Independent lab to test Patancheru water
The Andhra Pradesh Pollution Control Board on Friday decided to have the samples of the treated wastewater released into Iska Vagu and Nakka Vagu rivulets in Patancheru tested at an independent laboratory to find out whether they contained traces of drugs that a European scientist has found during her research.

The study conducted by Joakim Larsson, an environmental scientist at the University of Gothenburg, Sweden, revealed that the wastewater being let out into streams from Patancheru Effluent Treatment Plant (PETP) carried pharmaceutical concentrations which when consumed pose serious health hazards.

“We have collected samples on Thursday and Friday and they are being sent to a third party for testing. The Gothenburg University study mentioned names of 11 drugs found in the samples. We will check out on all of them,” a scientist at PCB Ramani told HNN.

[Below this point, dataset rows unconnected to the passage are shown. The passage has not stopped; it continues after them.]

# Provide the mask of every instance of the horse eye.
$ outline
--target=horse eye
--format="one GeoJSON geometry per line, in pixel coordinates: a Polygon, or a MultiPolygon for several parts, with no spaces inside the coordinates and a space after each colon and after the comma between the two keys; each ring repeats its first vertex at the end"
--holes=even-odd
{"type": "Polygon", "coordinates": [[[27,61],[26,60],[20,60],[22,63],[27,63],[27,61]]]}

According to sources, though the PCB is under pressure to test the samples for different parameters than it had been working with, it would take quite some time to carry out a comprehensive study. “There are 86 bulk drug manufacturing units that send their treated effluents to the PETP. There are also 18 villages that are located on the Nakka Vagu route before the water enters Manjira River. To collect samples from all these places and have them tested would take up to 10 days. If they rush with the job the results would not help in correcting the situation which is alarming,” the sources said.

Following the publication of Joakim Larsson research results in TOI, the PCB is facing flak from the Union Ministry of Environment and Forest whose additional secretary Rajan Khaja would be visiting Hyderabad on Saturday. A team of experts from the Central Pollution Control Board will be separately inspecting the PETP and discussing the report prepared by the PCB.